I am interested in how microbial communities influence multispecies interactions, often between plants and insects. Below are some of the directions of my current research. For specific research interests of graduate students and postdocs, see Lab Members page.

How do microbes influence host phenotype and ecological interactions?

Study system: Nectar-inhabiting microbes

Yeasts and bacteria are common inhabitants of flowers, and can attain high densities in floral nectar. I am interested how (and when) these microbes influence plants and pollinators, the mechanisms involved, and evolutionary ecology of these interactions. In the plant species Mimulus aurantiacus, we have found that bacteria and yeasts can influence pollinator visitation, via changes in nectar chemistry, including secondary metabolites in nectar.

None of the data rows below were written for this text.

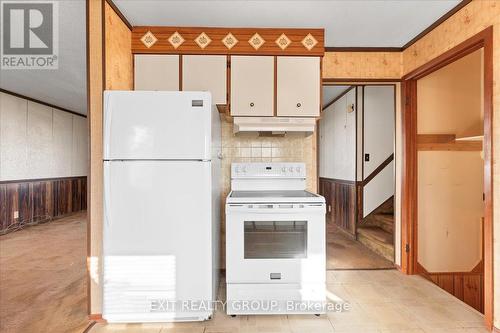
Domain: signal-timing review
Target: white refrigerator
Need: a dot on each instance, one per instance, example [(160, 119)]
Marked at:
[(161, 165)]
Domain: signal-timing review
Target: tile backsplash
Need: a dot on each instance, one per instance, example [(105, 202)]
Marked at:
[(250, 147)]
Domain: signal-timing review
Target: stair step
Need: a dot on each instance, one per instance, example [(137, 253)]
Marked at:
[(376, 233), (384, 221), (378, 240)]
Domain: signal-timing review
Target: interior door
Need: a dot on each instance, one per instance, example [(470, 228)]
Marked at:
[(298, 85), (252, 86), (157, 232)]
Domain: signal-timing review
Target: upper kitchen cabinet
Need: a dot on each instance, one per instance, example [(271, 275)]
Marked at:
[(252, 86), (298, 86), (205, 73), (156, 72)]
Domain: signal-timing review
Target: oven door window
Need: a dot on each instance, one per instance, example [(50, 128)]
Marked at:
[(275, 239)]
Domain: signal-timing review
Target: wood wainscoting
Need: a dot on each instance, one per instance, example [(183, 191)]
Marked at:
[(38, 200), (340, 197), (466, 286)]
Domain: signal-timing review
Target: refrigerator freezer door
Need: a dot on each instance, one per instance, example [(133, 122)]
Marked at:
[(157, 125), (157, 239)]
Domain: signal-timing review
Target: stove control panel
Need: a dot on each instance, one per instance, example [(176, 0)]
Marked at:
[(268, 170)]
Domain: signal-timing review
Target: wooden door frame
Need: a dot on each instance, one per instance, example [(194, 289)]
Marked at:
[(409, 204)]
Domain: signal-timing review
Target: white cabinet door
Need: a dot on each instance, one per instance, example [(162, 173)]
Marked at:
[(156, 72), (298, 86), (205, 73), (252, 86)]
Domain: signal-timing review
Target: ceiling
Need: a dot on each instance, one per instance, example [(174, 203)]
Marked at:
[(383, 23), (66, 86), (362, 23), (332, 92)]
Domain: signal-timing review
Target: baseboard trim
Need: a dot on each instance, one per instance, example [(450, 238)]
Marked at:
[(97, 317)]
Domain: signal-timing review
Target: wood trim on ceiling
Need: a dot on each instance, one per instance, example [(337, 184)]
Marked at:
[(347, 81), (120, 14), (34, 180), (188, 45), (415, 39), (431, 27), (363, 49), (434, 25), (41, 102), (327, 105)]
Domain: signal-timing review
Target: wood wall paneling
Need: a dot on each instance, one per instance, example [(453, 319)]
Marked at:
[(40, 200), (95, 87), (340, 197), (216, 46), (419, 66), (466, 286)]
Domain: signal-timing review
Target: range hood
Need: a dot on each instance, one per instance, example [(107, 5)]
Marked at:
[(275, 125)]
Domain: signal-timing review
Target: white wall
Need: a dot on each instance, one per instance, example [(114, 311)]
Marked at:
[(378, 136), (337, 140), (378, 125), (37, 141)]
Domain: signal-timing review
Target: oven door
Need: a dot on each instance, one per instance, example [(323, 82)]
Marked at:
[(275, 243)]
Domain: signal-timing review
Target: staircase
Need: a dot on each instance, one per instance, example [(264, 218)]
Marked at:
[(376, 231)]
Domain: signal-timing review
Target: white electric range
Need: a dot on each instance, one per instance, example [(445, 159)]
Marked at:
[(275, 241)]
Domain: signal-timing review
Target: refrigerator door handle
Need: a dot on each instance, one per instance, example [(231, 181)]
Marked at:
[(107, 173)]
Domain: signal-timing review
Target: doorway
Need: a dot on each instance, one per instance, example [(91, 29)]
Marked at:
[(357, 174), (469, 226)]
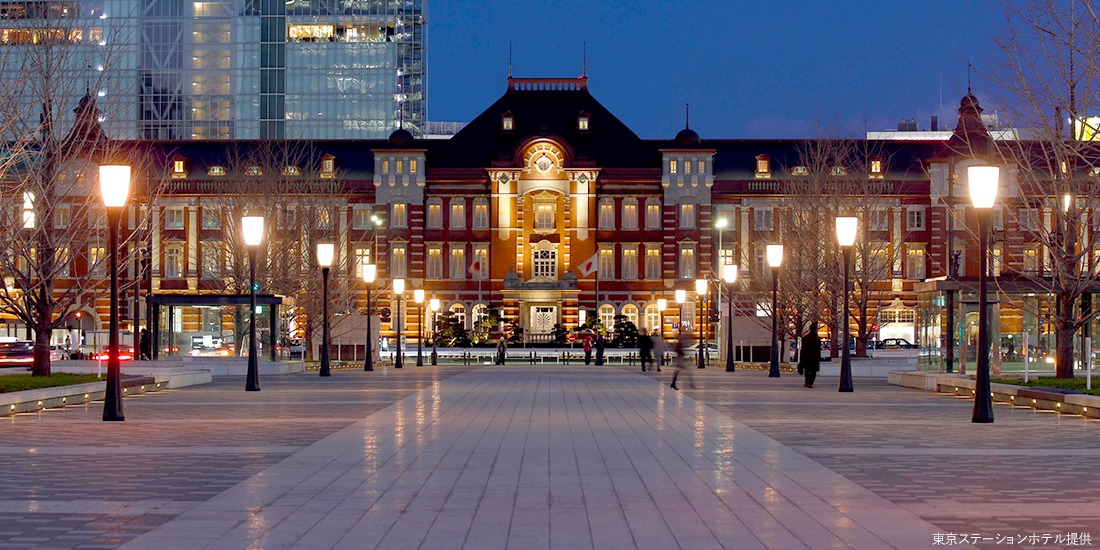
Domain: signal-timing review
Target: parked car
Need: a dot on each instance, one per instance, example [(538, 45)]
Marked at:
[(895, 343)]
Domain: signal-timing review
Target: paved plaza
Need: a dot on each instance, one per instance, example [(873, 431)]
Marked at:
[(546, 457)]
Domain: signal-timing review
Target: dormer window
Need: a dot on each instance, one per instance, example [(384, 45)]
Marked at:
[(876, 168), (178, 167), (763, 166)]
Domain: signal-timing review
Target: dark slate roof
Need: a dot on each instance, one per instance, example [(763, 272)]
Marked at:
[(550, 112)]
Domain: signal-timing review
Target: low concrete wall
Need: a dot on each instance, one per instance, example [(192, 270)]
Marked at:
[(1019, 396)]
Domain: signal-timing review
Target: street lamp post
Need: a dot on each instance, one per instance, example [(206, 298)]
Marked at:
[(701, 292), (729, 275), (370, 271), (982, 182), (398, 290), (325, 253), (418, 298), (114, 185), (435, 307), (846, 228), (774, 261), (253, 229)]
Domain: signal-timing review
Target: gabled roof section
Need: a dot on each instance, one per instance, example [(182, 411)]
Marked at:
[(546, 107)]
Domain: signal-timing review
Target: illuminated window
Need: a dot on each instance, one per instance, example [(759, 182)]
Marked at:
[(458, 213), (435, 213), (397, 261), (686, 261), (606, 264), (481, 213), (630, 213), (458, 262), (397, 216), (686, 216), (435, 262), (652, 261), (606, 213), (652, 213), (543, 217), (629, 262)]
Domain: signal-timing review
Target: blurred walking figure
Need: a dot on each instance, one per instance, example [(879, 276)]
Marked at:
[(645, 349), (810, 358), (681, 348)]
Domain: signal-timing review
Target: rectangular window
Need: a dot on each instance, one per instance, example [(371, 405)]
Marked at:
[(606, 215), (606, 263), (211, 259), (174, 261), (652, 216), (323, 218), (481, 216), (481, 259), (762, 219), (914, 219), (914, 262), (435, 216), (630, 215), (362, 257), (97, 262), (398, 262), (653, 262), (398, 217), (459, 213), (686, 216), (546, 263), (686, 262), (62, 217), (435, 262), (174, 218), (211, 218), (629, 262), (458, 262), (361, 218), (543, 217)]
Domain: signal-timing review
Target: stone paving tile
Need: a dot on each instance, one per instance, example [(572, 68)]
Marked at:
[(67, 480)]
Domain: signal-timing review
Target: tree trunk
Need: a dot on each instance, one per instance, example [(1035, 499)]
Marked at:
[(41, 353)]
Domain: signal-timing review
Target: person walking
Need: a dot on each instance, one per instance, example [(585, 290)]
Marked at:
[(645, 349), (681, 350), (502, 351), (810, 358), (600, 349)]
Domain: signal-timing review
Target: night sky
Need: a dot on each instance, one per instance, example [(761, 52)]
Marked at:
[(749, 69)]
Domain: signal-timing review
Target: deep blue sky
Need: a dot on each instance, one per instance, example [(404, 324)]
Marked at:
[(749, 68)]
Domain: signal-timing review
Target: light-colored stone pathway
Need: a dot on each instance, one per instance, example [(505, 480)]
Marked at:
[(540, 458)]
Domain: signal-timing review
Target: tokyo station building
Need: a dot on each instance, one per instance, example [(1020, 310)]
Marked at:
[(505, 212)]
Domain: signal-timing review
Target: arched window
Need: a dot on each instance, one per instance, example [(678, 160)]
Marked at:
[(460, 314), (652, 318), (630, 311), (607, 315)]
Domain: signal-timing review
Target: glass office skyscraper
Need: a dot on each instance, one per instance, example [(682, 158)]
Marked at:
[(248, 68)]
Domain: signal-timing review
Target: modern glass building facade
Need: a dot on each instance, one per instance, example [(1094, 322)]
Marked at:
[(246, 68)]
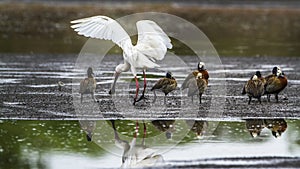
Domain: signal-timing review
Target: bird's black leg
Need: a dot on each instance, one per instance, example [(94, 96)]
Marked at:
[(137, 90), (276, 97), (165, 99), (249, 100), (200, 95), (136, 129), (145, 132), (112, 89), (154, 96), (145, 85), (268, 97)]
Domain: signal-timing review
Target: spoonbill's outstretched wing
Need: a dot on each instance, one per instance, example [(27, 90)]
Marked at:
[(102, 27), (152, 40)]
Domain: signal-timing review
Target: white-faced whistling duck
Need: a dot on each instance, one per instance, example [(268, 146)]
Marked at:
[(166, 85)]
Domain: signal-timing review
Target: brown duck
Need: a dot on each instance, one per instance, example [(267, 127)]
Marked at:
[(88, 85), (166, 85), (275, 83), (254, 88), (194, 84)]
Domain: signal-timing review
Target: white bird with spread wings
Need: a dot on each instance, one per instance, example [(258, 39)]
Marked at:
[(151, 46)]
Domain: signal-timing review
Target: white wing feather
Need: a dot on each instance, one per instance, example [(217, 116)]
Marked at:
[(102, 27), (152, 40)]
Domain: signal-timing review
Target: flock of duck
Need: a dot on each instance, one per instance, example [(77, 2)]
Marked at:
[(197, 81), (152, 45)]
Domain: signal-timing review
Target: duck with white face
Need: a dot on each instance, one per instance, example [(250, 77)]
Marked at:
[(255, 126), (254, 88), (196, 82), (166, 85), (88, 85), (275, 83), (277, 126)]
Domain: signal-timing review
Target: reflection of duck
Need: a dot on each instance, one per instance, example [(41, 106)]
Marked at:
[(254, 88), (88, 85), (88, 126), (60, 85), (199, 127), (165, 126), (275, 83), (255, 126), (136, 156), (277, 126), (166, 85), (194, 82)]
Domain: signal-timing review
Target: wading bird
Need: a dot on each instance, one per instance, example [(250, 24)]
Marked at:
[(194, 84), (152, 44), (254, 88), (88, 85), (275, 83), (166, 85)]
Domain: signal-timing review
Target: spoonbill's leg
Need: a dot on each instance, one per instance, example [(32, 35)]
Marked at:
[(137, 90), (145, 132), (112, 89), (136, 129), (145, 85), (154, 99)]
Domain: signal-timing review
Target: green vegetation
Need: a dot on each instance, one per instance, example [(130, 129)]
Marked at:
[(234, 31)]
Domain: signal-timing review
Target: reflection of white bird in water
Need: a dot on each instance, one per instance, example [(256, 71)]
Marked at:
[(152, 44), (88, 126), (198, 126), (165, 126), (136, 156)]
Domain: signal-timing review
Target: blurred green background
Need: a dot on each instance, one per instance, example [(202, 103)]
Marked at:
[(236, 28)]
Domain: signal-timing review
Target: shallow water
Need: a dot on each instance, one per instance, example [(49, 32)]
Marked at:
[(63, 144), (29, 89)]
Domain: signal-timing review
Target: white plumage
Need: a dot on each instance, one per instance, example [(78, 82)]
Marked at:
[(152, 43)]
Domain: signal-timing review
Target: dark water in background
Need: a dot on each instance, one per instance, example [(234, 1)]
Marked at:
[(236, 28), (29, 86)]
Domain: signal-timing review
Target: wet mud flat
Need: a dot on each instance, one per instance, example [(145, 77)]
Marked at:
[(29, 90)]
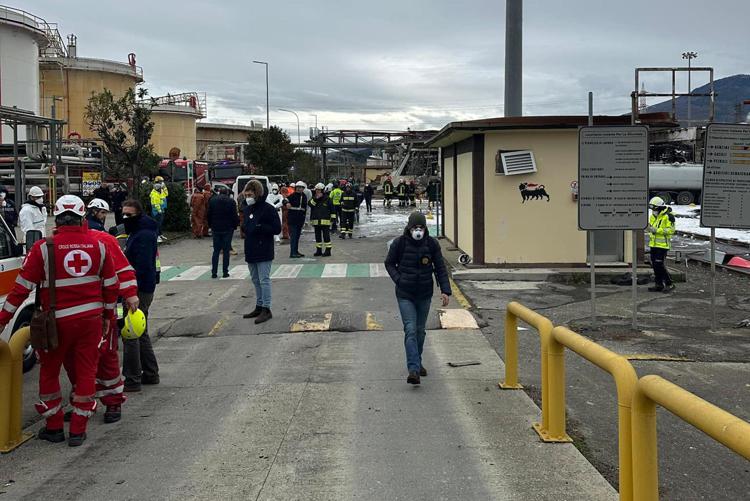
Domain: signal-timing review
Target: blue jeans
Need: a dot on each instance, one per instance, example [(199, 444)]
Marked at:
[(260, 273), (414, 316), (222, 243), (294, 234)]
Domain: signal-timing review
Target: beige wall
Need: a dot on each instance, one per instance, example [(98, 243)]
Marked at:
[(450, 230), (536, 231), (76, 87), (174, 129), (465, 201)]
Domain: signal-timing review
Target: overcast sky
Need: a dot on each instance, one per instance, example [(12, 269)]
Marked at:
[(395, 64)]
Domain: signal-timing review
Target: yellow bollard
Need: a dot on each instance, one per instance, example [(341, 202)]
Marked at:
[(11, 394)]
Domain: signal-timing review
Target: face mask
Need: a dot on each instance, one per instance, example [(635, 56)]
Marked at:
[(417, 234)]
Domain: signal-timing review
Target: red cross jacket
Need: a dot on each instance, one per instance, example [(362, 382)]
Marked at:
[(86, 282)]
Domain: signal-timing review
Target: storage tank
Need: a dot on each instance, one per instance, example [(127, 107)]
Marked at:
[(21, 36), (68, 81), (680, 183)]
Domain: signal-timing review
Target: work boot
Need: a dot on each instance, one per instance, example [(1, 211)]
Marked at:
[(54, 436), (76, 439), (113, 414), (264, 316), (254, 313)]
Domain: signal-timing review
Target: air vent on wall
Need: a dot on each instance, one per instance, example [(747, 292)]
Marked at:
[(514, 162)]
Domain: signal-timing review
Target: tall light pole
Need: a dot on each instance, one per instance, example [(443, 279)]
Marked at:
[(293, 113), (689, 56), (268, 114)]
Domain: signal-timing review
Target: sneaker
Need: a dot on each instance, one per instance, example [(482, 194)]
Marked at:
[(253, 313), (76, 439), (150, 379), (54, 436), (113, 414), (264, 316)]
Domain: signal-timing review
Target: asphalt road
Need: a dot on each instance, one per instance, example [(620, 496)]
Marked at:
[(311, 405)]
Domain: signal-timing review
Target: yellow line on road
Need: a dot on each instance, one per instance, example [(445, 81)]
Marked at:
[(459, 296)]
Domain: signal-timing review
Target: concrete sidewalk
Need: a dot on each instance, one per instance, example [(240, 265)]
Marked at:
[(313, 416)]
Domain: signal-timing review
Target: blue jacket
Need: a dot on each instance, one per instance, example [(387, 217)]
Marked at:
[(222, 214), (140, 250), (260, 223)]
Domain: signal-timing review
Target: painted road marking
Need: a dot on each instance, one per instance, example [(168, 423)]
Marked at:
[(337, 270), (193, 273)]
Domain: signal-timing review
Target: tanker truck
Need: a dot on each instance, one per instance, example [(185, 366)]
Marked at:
[(678, 183)]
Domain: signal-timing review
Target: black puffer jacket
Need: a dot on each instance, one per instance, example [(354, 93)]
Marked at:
[(411, 264)]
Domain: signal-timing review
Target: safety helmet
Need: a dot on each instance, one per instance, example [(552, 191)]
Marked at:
[(70, 203), (134, 325), (656, 202), (98, 204)]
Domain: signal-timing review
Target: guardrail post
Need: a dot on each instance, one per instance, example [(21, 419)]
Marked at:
[(511, 352), (14, 395)]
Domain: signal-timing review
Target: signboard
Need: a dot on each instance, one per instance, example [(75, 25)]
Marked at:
[(726, 177), (613, 178), (90, 181)]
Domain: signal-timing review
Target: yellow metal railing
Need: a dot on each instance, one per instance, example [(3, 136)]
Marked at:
[(11, 391), (625, 380), (711, 420)]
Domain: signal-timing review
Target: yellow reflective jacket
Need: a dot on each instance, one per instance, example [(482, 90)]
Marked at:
[(663, 225)]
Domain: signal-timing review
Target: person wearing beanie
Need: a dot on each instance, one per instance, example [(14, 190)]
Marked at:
[(412, 260)]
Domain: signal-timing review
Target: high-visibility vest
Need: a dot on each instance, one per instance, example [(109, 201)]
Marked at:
[(663, 223)]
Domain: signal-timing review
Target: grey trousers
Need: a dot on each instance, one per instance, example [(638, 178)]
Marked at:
[(138, 357)]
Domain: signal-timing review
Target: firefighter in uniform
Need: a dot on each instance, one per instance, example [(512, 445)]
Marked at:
[(660, 229), (387, 192), (321, 215), (86, 287), (335, 197), (348, 207)]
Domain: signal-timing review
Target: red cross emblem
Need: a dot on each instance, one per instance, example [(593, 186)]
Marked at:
[(77, 263)]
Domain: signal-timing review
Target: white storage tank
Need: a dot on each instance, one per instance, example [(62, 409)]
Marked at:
[(21, 35)]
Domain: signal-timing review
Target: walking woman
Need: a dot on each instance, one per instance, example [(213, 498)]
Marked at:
[(260, 225), (412, 260)]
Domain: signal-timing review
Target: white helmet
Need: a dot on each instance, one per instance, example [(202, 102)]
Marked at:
[(99, 204), (70, 203)]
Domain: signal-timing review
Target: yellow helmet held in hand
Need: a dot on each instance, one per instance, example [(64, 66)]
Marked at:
[(135, 325)]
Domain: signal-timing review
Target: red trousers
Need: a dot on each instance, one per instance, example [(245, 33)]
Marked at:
[(79, 345)]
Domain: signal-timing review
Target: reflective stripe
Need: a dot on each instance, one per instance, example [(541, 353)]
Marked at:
[(22, 281), (68, 282), (131, 283), (74, 310)]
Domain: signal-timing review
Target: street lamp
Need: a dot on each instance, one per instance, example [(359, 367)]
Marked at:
[(689, 56), (268, 115), (293, 113)]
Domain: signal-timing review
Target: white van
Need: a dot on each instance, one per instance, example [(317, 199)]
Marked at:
[(241, 181), (11, 259)]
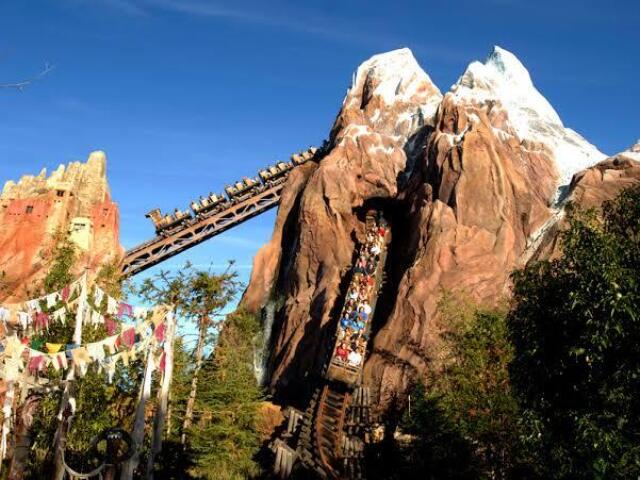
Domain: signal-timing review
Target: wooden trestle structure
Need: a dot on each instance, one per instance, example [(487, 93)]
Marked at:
[(244, 201), (329, 437)]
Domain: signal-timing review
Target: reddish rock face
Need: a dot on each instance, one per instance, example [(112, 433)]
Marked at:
[(73, 199), (471, 184)]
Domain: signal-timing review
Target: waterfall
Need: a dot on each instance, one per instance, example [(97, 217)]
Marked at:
[(261, 344)]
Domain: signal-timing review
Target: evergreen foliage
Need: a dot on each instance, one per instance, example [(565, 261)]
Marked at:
[(576, 330), (224, 436), (92, 392), (466, 424)]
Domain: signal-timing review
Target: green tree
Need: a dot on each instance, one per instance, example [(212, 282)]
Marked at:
[(224, 437), (92, 392), (466, 424), (198, 296), (208, 295), (576, 329)]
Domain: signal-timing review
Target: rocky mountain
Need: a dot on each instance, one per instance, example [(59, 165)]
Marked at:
[(73, 199), (474, 184)]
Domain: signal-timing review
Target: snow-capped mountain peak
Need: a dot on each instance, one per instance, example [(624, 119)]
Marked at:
[(395, 74), (504, 78)]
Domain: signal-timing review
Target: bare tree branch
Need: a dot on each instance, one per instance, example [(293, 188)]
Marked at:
[(20, 86)]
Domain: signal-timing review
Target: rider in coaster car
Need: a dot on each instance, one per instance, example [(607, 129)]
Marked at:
[(342, 352)]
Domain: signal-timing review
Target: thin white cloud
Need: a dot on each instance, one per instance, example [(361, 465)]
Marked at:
[(302, 21)]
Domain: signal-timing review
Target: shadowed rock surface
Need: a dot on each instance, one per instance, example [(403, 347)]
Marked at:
[(473, 183), (73, 199)]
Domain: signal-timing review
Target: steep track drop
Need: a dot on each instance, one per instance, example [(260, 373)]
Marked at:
[(329, 439)]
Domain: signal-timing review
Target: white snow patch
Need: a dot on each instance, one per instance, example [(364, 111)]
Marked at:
[(502, 77), (395, 73), (381, 149)]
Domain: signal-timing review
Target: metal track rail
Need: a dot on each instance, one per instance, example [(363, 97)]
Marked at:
[(160, 248)]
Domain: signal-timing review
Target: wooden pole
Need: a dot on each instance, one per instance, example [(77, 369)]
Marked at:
[(137, 436), (163, 394), (7, 411), (61, 432)]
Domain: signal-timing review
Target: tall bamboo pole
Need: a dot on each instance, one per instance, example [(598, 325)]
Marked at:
[(61, 432), (163, 395)]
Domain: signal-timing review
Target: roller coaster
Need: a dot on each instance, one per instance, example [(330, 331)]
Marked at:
[(211, 215), (329, 437)]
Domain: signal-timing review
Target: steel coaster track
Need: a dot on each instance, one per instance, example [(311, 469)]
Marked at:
[(161, 248)]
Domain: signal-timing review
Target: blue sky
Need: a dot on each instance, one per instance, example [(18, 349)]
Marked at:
[(187, 95)]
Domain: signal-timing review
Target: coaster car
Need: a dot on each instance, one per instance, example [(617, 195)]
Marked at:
[(206, 204), (303, 157), (275, 171), (165, 223), (237, 190)]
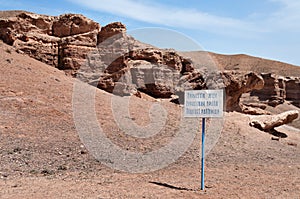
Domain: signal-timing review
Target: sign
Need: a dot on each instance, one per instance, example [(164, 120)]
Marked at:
[(203, 103)]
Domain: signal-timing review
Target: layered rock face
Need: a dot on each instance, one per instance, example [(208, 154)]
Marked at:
[(293, 90), (112, 60), (278, 89), (273, 91), (238, 83), (62, 41), (268, 123)]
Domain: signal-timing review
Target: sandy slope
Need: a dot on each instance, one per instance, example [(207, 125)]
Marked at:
[(43, 157)]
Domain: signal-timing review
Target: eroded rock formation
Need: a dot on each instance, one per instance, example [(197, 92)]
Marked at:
[(63, 42), (112, 60)]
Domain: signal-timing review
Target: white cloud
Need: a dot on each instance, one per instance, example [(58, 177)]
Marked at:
[(169, 15), (287, 17)]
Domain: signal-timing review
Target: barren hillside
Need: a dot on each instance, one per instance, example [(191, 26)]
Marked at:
[(42, 155)]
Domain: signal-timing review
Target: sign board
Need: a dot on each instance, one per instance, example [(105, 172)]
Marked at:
[(203, 103)]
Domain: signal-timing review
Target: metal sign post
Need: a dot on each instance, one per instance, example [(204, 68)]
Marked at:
[(203, 154), (203, 104)]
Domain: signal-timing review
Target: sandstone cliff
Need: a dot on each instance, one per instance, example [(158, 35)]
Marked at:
[(110, 59)]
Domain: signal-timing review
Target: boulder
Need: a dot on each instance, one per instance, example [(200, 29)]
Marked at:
[(293, 90), (73, 24), (111, 30), (269, 122), (237, 83)]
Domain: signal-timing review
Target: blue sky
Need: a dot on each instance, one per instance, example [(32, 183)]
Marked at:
[(264, 28)]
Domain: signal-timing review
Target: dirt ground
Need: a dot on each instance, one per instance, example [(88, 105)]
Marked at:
[(42, 155)]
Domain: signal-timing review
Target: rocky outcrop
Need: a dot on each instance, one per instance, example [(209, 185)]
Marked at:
[(268, 123), (237, 83), (63, 42), (273, 91), (112, 60), (293, 90), (111, 30)]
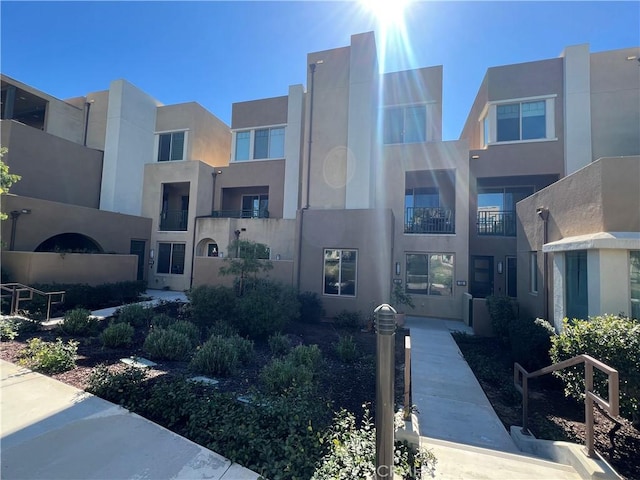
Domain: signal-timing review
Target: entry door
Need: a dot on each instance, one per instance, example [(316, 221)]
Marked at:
[(138, 248), (577, 295), (481, 285)]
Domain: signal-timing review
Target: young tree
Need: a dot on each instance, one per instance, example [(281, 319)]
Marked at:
[(250, 259), (6, 179)]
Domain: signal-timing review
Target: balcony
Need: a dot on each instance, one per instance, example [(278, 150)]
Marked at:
[(247, 213), (429, 220), (173, 220), (497, 223)]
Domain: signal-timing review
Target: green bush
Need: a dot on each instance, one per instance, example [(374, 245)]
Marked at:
[(502, 312), (279, 344), (49, 357), (311, 308), (125, 387), (266, 308), (221, 356), (614, 341), (167, 344), (208, 305), (349, 319), (352, 453), (530, 342), (79, 322), (346, 349), (135, 315), (117, 335)]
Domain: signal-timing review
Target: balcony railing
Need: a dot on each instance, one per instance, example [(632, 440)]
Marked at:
[(250, 213), (173, 220), (497, 223), (429, 220)]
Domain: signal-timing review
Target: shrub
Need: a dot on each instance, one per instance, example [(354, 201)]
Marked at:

With John Beck and Caitlin Rering at USDA-ARS Gainsville, I am examining the influence of nectar-inhabiting microorganisms on pollinator preference through their contribution to floral volatile organic compounds.

Apis mellifera foraging on experimental nectar

Apis mellifera foraging on artificial nectar

Study system: Below-aboveground interactions in agroecosystems

All plants associate with fungi and bacteria belowground, and agricultural practices influence belowground microbial communities. I am interested in how fungal and bacterial communities change in response to different management practices, and how these changes influence plant-microbe interactions, plant phenotype, and plant-insect interactions.

In tomato, we are examining the influence of agricultural management strategies on rhizosphere microbial community structure and plant defense, with Amelie Gaudin, Clare Casteel and Christian Nansen.

Community ecology of plant-associated microbial communities

What mechanisms shape the structure and function of microbial communities associated with plants? How do can we use assembly mechanisms to better understand function, including effects on insect herbivores and pollinators?

Study system: Nectar-inhabiting microbes

Our current work at Stebbins Cold Canyon Reserve and the Laidlaw Honey Bee Research Facility /Haven examines the factors that structure microbial community composition in floral nectar.

Nectar chemistry

I am interested in intra and interspecific variation in nectar chemistry, and how ecological interactions influence different components of nectar chemistry, and the effects of this variation on plant reproduction and floral visitor behavior and performance.